Три года в «малолетке» пролетели быстро, словно летняя трехсменка в пионерском лагере — особенно если сравнить эти три года с суровым годом пребывания во взрослой колонии у черта на рогах — на лесоповале в Коми.

«Малолетку» он вспоминал потом чуть ли не с благодарностью — там Владислав научился уму-разуму, там получил свое боевое крещение, там впервые завоевал авторитет. А спасибо Увару, на которого после той истории с несостоявшимся боем с армянским пацаном Влад затаил было обиду. Да потом понял: напрасно. В пензенской колонии для несовершеннолетних он научился не только драться. Как-то так незаметно получилось, что мелкие ссоры и стычки между пацанами часто приходилось разрешать ему. Однажды Увар, в чью обязанность как раз и входило разнимать спорщиков, чтобы не дошло до поножовщины, попросил Владислава заменить его. Он опаздывал к начальнику колонии Сапожкову, а конфликт был чепуховый, возникший из-за картежного долга, и только самим участникам казавшийся неразрешимым. В качестве посланца Увара Владислава приняли, и он рассудил дело быстро и к обоюдному удовольствию. Потом были еще такие же случаи, и всегда Владик выходил из положения молодцом. Со временем даже Увар привык, что все чаще и чаще у него просят в качестве третейского судьи направить Варяга. Поначалу бывший боксер был гарантом того, что приговор Владислава будет справедливым для обеих сторон, а потом уже все и так наперед знали, что Смуров не ошибается, и все чаще обходились вообще без Увара. Так что когда опять возникала закавыка в чьем-то споре, кто-нибудь обязательно говорил: «Ну, мужики, коли сами не можете себя разрешить — призовите этого варяга, пускай он и рассудит». И звали Смурова. Так к нему эта кличка и прилепилась.

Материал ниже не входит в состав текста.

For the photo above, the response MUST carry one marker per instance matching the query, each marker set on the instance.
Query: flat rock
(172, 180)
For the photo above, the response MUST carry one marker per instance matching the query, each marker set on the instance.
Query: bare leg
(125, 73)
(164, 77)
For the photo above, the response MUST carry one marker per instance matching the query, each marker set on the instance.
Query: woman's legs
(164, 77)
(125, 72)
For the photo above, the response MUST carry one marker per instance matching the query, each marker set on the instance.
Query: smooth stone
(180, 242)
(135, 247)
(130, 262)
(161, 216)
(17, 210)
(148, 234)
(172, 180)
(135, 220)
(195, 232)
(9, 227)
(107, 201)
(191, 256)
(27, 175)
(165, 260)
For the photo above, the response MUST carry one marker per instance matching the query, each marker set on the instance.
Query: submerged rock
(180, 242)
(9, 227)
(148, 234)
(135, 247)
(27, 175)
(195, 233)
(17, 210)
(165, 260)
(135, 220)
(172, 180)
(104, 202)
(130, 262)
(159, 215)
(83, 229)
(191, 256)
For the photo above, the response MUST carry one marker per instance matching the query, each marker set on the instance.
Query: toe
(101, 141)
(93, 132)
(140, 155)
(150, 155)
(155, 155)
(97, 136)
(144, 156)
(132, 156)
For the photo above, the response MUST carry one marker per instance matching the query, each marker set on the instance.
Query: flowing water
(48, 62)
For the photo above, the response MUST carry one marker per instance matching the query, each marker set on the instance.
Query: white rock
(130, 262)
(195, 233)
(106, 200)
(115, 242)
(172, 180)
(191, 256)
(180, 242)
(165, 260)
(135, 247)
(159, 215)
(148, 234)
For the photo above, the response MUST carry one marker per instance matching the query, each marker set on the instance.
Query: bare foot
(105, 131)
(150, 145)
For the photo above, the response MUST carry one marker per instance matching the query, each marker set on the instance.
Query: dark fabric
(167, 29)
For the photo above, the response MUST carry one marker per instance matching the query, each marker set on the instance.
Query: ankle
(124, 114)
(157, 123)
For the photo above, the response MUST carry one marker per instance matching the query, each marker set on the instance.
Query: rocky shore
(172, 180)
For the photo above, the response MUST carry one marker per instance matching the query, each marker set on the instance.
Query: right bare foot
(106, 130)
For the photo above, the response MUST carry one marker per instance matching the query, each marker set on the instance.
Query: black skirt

Утвердившаяся за ним в «малолетке» слава справедливого и рассудительного судьи долетела и до глухомани в Коми и здесь сослужила ему добрую службу: сначала вроде как в шутку и только мужики, а потом на полном серьезе и уже не только мужики, но и воры не считали зазорным просить восемнадцатилетку Смурова выступить третейским судьей.

Но вначале было не так. Вначале он был здесь новичок, вкалывал днем, уставал как собака, а вечером пахан в их бараке не забывал издевательски поздравить с выполнением плана. Работать расхотелось уже к концу месяца, когда выяснилось, что большая часть того, что было им выработано, оказалась записана на бригадира. И тогда пахан — звали его Ростов Иван Тихонович, но отзывался на кличку Иван Рука — послал «шестерку» к Варягу — пригласил потолковать.

Ивану Руке было лет сорок — сорок пять. Был он небольшого роста, тощий, скорее, жилистый. Когда Варяг подошел к его закутку, огороженному от остального барака плотными кусками материи, Иван Рука полулежал на кровати, обложенный подушками. В ногах его сидел его лучший друг Вахтанг Кикнадзе по кличке Кика, местный авторитет-грузин. За неистовый нрав Кику боялись все мужики в зоне, но особенно трепетали петухи — к опущенным тот часто относился совершенно зверски, так что на него уже были жалобы со стороны петушиного пахана. Вокруг кровати Ивана Руки стояли несколько «шестерок», один как раз подавал кружку с чифирем.

— О, кто к нам пришел! Варяг собственной персоной! — радушно воскликнул Иван Рука. Ни к кому специально не обращаясь, сказал только: — Гостю место! — И кто-то уже расторопно принес табурет.